Intel in past microcode update guidance that some older chip architectures going back about a decade would receive updates to address the Spectre vulnerability. However, in a recent microcode revision guidance, the company reversed course.
Intel announced that Penryn (launched in 2007), Yorkfield (2007), Wolfdale (2007), Bloomfield (2008), Clarksfield (2009), Nehalem-based Jasper Forest (2010), and Intel Atom “SoFIA” (2015) will no longer receive the Spectre patches, as originally promised.
Intel seems to have a more has shipped a much more stable Spectre v2 patch for Haswell and Broadwell users which shoould start comingout in motherboard firmware updates from OEMs in the next few weeks.

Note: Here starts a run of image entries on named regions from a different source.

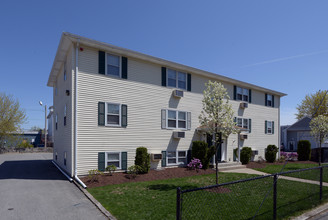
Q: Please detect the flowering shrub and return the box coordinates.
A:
[187,158,203,172]
[280,151,298,161]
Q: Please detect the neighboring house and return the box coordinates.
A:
[47,33,285,179]
[281,116,324,152]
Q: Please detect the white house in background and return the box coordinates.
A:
[47,33,285,179]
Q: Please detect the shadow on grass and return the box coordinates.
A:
[148,184,195,191]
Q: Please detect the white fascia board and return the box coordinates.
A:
[48,32,287,97]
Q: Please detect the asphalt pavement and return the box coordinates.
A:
[0,153,107,220]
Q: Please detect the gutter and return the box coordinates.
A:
[74,39,87,189]
[51,160,73,182]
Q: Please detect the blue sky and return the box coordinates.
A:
[0,0,328,128]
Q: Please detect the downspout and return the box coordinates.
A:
[74,39,87,188]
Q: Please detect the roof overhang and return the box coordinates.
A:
[47,32,287,97]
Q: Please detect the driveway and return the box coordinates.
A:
[0,153,107,220]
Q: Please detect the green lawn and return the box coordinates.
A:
[88,173,328,219]
[256,162,328,182]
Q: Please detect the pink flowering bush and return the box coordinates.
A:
[280,151,298,161]
[187,158,203,172]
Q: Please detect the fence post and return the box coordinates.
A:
[320,167,323,201]
[273,174,278,220]
[176,187,181,220]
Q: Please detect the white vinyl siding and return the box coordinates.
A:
[73,47,279,175]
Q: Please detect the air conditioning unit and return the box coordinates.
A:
[240,102,248,108]
[173,131,186,138]
[151,154,162,161]
[173,89,183,98]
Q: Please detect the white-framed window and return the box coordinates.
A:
[167,69,187,90]
[105,152,122,169]
[166,151,187,165]
[236,118,251,132]
[64,151,67,166]
[64,63,67,81]
[166,110,187,129]
[64,104,67,126]
[267,121,273,134]
[55,114,58,130]
[105,102,121,126]
[106,53,121,77]
[236,87,249,102]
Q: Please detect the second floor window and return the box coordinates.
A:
[167,69,187,90]
[106,54,120,77]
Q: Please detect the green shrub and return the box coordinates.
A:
[297,140,311,161]
[240,147,252,164]
[88,169,103,182]
[105,165,116,176]
[191,141,216,170]
[18,141,34,148]
[265,145,278,163]
[134,147,150,173]
[127,165,143,179]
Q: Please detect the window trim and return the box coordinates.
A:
[166,68,188,91]
[105,52,122,79]
[105,102,122,127]
[236,117,250,132]
[64,62,67,81]
[166,109,188,131]
[105,151,122,170]
[166,150,188,166]
[236,86,249,103]
[266,121,273,134]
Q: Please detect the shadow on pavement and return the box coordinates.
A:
[0,160,66,180]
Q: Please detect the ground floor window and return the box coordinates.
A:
[167,151,187,165]
[106,152,121,169]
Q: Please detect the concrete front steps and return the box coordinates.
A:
[213,162,246,172]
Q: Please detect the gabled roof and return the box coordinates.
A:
[287,116,311,131]
[47,32,287,97]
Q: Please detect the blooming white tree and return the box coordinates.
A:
[310,115,328,166]
[199,81,237,183]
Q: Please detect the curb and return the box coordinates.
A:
[73,180,117,220]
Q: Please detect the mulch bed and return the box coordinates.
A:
[246,161,318,169]
[80,167,215,188]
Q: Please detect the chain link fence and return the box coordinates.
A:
[177,166,328,219]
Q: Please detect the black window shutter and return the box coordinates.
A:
[122,57,128,79]
[162,151,166,167]
[187,73,191,91]
[121,105,128,128]
[187,150,191,164]
[188,112,191,130]
[98,51,106,75]
[121,152,128,170]
[162,67,166,87]
[161,109,166,129]
[98,102,105,126]
[98,152,105,172]
[233,86,237,100]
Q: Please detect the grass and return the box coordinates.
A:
[255,162,328,182]
[88,173,328,219]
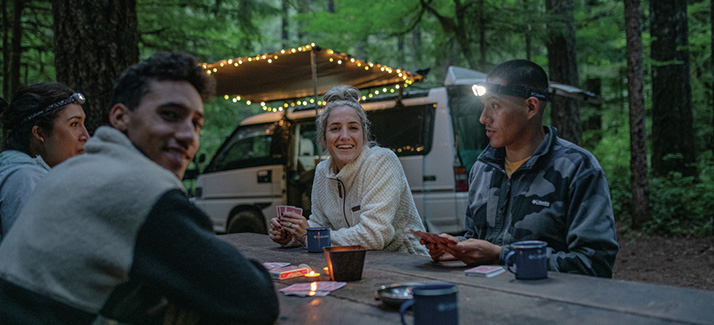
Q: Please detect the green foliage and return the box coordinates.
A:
[643,163,714,236]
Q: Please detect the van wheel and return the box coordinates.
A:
[226,211,268,234]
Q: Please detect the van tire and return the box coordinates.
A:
[226,210,268,234]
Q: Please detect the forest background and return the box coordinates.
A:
[0,0,714,237]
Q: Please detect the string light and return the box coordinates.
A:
[201,43,415,112]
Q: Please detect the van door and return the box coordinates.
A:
[196,120,289,233]
[367,104,434,225]
[287,119,320,217]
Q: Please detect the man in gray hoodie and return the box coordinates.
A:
[0,53,278,324]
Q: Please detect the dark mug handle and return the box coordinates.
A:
[505,251,516,274]
[399,299,414,325]
[298,233,307,249]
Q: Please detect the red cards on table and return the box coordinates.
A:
[411,229,452,245]
[263,262,290,270]
[464,265,506,278]
[268,265,308,280]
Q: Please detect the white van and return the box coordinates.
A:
[195,67,596,233]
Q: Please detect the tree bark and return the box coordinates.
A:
[8,0,24,96]
[52,0,139,133]
[0,0,10,101]
[546,0,582,145]
[650,0,696,176]
[625,0,649,229]
[709,1,714,156]
[280,0,290,48]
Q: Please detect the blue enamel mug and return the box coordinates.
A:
[505,240,548,280]
[399,283,459,325]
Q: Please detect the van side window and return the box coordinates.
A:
[446,85,489,173]
[367,104,436,157]
[204,123,282,173]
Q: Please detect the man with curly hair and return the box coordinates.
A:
[0,52,278,324]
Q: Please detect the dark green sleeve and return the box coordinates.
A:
[130,190,278,324]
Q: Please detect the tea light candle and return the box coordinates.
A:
[305,271,320,278]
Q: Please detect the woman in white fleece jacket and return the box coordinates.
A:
[269,86,426,254]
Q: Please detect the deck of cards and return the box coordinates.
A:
[464,265,506,278]
[411,229,452,245]
[275,205,302,219]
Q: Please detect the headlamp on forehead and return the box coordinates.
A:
[23,93,87,122]
[471,82,548,101]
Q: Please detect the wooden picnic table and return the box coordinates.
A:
[219,233,714,325]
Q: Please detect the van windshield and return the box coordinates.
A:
[446,85,489,172]
[204,123,287,173]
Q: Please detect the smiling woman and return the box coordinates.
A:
[270,86,426,254]
[0,83,89,239]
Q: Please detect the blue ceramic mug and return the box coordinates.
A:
[506,240,548,280]
[300,227,331,253]
[399,283,459,325]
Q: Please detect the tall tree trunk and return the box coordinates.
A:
[0,0,11,97]
[411,27,422,63]
[523,0,533,61]
[582,77,602,149]
[625,0,649,229]
[8,0,24,94]
[478,0,490,71]
[280,0,290,48]
[52,0,139,133]
[650,0,696,176]
[546,0,582,145]
[709,1,714,159]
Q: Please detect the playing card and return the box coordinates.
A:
[263,262,290,270]
[284,206,302,215]
[411,229,451,245]
[464,265,505,278]
[275,205,288,219]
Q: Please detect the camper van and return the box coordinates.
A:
[195,67,496,233]
[188,67,588,233]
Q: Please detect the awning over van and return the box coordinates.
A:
[444,66,600,103]
[203,44,423,103]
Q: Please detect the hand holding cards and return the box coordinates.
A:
[275,205,302,219]
[411,229,452,245]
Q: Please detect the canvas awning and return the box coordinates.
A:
[204,44,423,103]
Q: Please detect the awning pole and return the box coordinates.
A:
[310,46,319,122]
[310,46,322,162]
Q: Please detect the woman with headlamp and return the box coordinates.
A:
[0,83,89,240]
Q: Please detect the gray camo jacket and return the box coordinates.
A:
[464,127,619,277]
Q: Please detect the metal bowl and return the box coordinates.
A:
[376,282,423,308]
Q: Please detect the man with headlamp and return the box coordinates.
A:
[422,60,619,277]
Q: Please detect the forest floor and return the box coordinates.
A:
[613,229,714,290]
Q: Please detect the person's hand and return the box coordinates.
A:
[419,234,459,262]
[279,212,310,244]
[268,218,293,246]
[439,235,501,265]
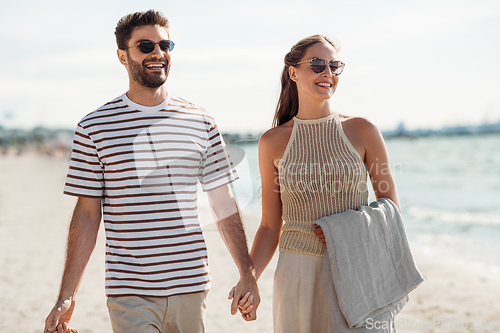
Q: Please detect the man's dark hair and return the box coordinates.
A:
[115,9,168,50]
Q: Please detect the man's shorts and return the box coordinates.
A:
[107,291,208,333]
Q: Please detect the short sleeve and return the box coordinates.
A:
[64,125,104,199]
[198,125,238,192]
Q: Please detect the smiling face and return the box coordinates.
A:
[118,25,170,88]
[289,42,340,101]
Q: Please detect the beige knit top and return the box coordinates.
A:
[278,113,368,256]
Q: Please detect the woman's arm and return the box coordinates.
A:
[359,118,401,211]
[250,129,283,279]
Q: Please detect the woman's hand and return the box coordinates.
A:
[227,286,253,321]
[311,223,326,245]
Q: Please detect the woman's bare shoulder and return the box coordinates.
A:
[339,114,380,136]
[260,120,293,144]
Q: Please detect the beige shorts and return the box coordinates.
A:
[107,291,208,333]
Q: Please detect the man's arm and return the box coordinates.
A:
[45,197,101,332]
[207,185,260,320]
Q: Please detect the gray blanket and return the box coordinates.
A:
[316,198,424,328]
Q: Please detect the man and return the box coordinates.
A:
[45,10,260,333]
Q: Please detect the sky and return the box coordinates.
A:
[0,0,500,134]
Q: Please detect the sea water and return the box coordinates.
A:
[230,134,500,274]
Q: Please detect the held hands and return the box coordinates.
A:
[227,280,260,321]
[311,224,326,245]
[44,298,76,333]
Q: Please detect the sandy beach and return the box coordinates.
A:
[0,152,500,333]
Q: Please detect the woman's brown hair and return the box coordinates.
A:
[273,35,340,127]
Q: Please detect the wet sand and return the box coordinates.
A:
[0,152,500,333]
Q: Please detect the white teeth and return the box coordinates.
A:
[146,64,163,68]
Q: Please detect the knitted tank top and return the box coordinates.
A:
[278,113,368,256]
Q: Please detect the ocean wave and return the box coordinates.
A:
[407,206,500,227]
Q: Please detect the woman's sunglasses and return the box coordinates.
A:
[295,58,345,76]
[129,39,175,54]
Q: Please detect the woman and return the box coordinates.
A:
[237,35,399,333]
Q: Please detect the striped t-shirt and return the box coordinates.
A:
[64,94,238,296]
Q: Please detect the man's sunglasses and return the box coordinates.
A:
[295,58,345,76]
[129,39,175,54]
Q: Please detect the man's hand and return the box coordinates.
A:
[228,278,260,321]
[44,298,76,333]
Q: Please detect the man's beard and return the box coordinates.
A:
[127,50,170,88]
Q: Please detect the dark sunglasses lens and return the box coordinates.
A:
[310,59,326,73]
[160,40,174,52]
[330,62,339,74]
[138,40,155,54]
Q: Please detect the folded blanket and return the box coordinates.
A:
[316,198,424,328]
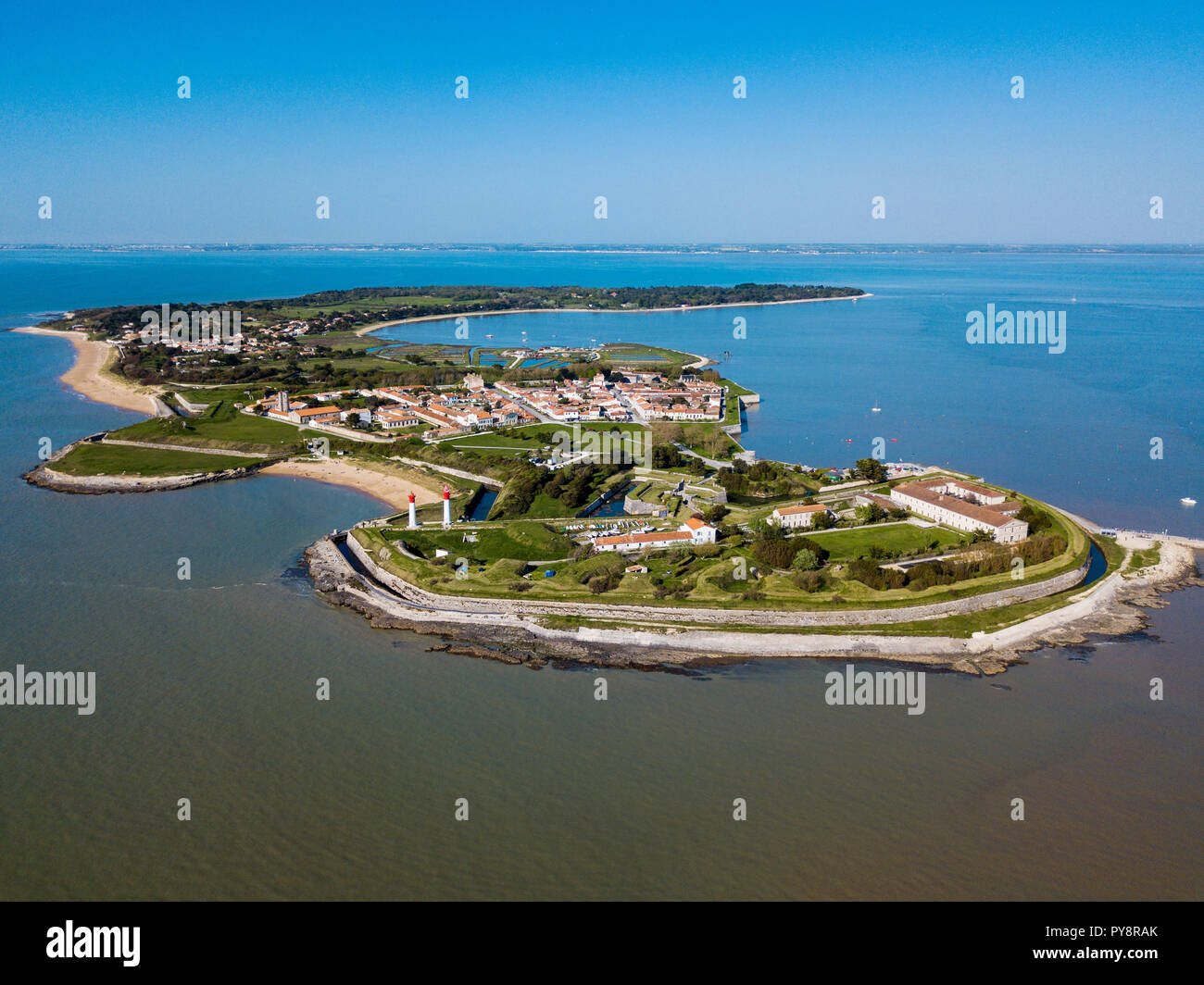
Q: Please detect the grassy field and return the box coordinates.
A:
[441,423,645,455]
[51,444,266,477]
[804,524,964,561]
[384,521,574,564]
[112,400,318,455]
[357,495,1088,609]
[272,293,494,319]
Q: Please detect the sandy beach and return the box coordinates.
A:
[260,459,443,509]
[13,325,156,414]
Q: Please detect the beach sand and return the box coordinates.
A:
[260,459,443,509]
[13,325,156,414]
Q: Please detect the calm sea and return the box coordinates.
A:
[0,251,1204,900]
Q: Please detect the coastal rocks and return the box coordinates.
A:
[306,530,1204,677]
[21,431,271,495]
[21,462,273,495]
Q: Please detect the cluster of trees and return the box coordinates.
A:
[846,533,1067,592]
[753,525,828,571]
[852,459,886,481]
[56,284,863,336]
[715,459,794,500]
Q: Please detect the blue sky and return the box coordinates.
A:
[0,0,1204,243]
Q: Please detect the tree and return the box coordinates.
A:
[855,504,886,524]
[811,509,835,530]
[854,459,886,481]
[790,548,820,571]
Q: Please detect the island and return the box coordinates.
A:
[14,284,1204,674]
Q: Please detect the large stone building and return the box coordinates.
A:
[770,504,831,530]
[594,517,715,552]
[891,480,1028,544]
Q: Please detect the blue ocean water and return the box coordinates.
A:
[0,251,1204,898]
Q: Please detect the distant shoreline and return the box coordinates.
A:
[356,292,874,335]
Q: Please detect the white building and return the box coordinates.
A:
[594,517,715,552]
[770,504,831,530]
[891,480,1028,544]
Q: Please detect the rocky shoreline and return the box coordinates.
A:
[21,440,272,496]
[305,537,1204,676]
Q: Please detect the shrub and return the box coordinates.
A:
[790,548,820,571]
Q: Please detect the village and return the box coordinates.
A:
[244,371,726,441]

Microsoft may release its OS-level patches on an upcoming patch Tuesday soon, as well,
Now Intel the following reasons for no longer providing the patches:
After a comprehensive investigation of the microarchitectures and microcode capabilities for these products, Intel has determined to not release microcode updates for these products for one or more reasons including, but not limited to the following:
- Micro-architectural characteristics that preclude a practical implementation of features mitigating Variant 2 (CVE-2017-5715)
- Limited Commercially Available System Software support
- Based on customer inputs, most of these products are implemented as “closed systems” and therefore are expected to have a lower likelihood of exposure to these vulnerabilities.